Join the live WEBINAR: ** **       

Meeting ID: 503 296 443

 **Panelist bios**

Doug Tallamy is professor and chair of the department of entomology and wildlife ecology at the University of Delaware, where he has taught insect taxonomy, behavioral ecology, and other subjects. Chief among his research goals is to better understand the many ways insects interact with plants and how such interactions determine the diversity of animal communities. Doug won the Silver Medal from the Garden Writer's Association for his book, Bringing Nature Home, and with Rick Darke coauthored The Living Landscape: Designing for Beauty and Biodiversity in the Home Garden.

Mary Phillips has led the National Wildlife Federation’s Garden for Wildlife™ program since 2014, helping people create habitat where they live, work, play, learn and worship. Mary also coordinates the National Wildlife Federation’s pollinator and monarch strategy which includes co-founding the National Pollinator Garden Network and co-launching the Million Pollinator Garden Challenge with over 50 national conservation, garden trade, and federal and voluntary civics organizations. Additionally, Mary launched and manages NWF’s Butterfly Heroes® campaign funded by the Disney Conservation Fund, managed NWF’s 3 year MOU with the U.S. Fish and Wildlife Service to “Save the Monarch”, and is a member of the Monarch Joint Venture steering committee.

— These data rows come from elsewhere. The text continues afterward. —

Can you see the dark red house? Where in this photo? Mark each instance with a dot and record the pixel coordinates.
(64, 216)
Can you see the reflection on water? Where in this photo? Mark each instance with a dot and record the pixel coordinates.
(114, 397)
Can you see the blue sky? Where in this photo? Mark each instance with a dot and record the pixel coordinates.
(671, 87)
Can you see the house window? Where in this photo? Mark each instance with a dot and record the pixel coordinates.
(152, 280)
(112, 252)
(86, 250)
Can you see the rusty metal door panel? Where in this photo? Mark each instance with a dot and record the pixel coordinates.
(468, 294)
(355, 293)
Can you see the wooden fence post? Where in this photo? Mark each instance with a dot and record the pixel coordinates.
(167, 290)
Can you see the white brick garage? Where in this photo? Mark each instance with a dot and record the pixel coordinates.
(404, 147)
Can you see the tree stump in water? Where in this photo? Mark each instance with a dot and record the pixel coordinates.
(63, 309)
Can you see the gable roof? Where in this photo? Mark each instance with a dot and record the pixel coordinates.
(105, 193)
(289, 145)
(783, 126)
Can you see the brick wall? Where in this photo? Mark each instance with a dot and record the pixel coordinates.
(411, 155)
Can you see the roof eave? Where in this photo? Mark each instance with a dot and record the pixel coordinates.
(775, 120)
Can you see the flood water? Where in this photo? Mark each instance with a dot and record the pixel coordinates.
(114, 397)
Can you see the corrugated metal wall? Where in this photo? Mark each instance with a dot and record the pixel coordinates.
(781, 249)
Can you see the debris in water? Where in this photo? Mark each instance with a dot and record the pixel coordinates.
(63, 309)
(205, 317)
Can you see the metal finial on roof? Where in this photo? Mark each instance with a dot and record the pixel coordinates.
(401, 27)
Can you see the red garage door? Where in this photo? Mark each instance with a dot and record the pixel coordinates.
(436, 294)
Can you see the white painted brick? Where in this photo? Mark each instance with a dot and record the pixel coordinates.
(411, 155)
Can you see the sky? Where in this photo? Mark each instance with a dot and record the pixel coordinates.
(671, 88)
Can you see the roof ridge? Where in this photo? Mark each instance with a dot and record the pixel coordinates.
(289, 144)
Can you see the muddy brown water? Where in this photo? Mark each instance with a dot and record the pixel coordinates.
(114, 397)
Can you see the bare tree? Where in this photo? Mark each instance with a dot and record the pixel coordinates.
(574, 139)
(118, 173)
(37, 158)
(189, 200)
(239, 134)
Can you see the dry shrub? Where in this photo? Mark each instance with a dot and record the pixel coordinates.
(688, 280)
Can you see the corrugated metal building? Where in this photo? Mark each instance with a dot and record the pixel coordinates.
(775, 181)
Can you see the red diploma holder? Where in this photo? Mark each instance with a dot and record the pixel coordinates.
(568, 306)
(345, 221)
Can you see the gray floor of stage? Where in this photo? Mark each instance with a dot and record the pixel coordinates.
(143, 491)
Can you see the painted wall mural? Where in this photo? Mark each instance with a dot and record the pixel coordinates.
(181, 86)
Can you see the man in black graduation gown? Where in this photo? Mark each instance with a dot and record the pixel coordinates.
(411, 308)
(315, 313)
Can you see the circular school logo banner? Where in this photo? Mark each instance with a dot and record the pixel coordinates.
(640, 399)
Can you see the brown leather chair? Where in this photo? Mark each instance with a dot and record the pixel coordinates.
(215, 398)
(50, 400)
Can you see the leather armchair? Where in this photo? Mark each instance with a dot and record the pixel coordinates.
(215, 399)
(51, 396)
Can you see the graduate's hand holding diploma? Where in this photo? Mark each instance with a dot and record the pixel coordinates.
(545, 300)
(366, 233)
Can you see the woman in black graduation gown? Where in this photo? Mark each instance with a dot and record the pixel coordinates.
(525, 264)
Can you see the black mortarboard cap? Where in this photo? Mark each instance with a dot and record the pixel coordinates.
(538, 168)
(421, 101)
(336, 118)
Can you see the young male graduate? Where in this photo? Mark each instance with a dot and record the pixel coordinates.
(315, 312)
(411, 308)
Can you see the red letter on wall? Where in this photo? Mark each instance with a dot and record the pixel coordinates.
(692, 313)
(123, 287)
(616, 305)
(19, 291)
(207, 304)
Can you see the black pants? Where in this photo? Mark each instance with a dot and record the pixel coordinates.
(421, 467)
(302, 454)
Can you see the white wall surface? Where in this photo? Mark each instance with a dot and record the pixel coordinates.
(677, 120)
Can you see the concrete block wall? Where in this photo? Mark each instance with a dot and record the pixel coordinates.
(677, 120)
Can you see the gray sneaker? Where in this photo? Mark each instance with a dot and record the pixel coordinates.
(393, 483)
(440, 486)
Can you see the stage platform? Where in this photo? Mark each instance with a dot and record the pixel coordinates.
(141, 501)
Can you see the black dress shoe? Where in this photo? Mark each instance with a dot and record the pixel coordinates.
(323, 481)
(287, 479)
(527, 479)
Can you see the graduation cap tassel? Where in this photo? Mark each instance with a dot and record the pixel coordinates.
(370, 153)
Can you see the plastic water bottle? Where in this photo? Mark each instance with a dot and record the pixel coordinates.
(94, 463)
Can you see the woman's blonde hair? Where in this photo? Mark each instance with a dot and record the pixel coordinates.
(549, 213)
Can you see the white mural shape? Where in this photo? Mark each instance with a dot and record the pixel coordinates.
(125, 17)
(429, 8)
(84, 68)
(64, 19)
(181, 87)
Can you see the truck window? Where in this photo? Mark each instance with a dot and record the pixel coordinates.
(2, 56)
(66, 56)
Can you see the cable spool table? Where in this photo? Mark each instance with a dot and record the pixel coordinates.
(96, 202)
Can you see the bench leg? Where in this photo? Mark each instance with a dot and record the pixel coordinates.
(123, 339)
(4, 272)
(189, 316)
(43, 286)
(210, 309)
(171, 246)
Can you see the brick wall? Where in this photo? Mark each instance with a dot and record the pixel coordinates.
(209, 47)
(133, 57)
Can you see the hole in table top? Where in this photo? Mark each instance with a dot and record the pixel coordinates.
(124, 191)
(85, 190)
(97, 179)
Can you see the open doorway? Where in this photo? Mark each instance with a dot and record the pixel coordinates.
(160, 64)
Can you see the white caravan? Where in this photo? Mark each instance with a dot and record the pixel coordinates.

John Rowden, is Director of Community Conservation for the National Audubon Society and led the team that developed Audubon’s “Plants for Birds” database. John joined Audubon in 2009 when he was hired by New York City Audubon to direct citizen science and outreach for the chapter throughout the city. In 2013 he transitioned to the National Audubon Society, first working on the Toyota TogetherGreen program before becoming Audubon’s Director of Community Conservation in 2016. His work at Audubon has focused on engaging new audiences in Audubon’s conservation efforts, personally and through Audubon’s extensive national network. He earned his PhD in Zoology from Duke University.

Judy Venonsky, RLA, ASLA, is Living Systems Specialist at OLIN, where she has worked since 2007 and spearheads Living Systems Design research and practice at OLIN working closely with horticultural academics and professionals to marry design excellence with ecology. Judy earned a Bachelor of Fine Arts in Advertising Design from Moore College of Art and Design and a Master of Landscape Architecture from the University of Pennsylvania. Judith has also served as a guest critic for Senior Undergraduate and Graduate Portfolio Reviews with the University of Pennsylvania’s School of Design, taught a studio on civic landscapes, and received a Student Merit Award from the American Society of Landscape Architects and the Narenja Juneja Award for Commitment to Ecological and Social Issues in Landscape Architecture.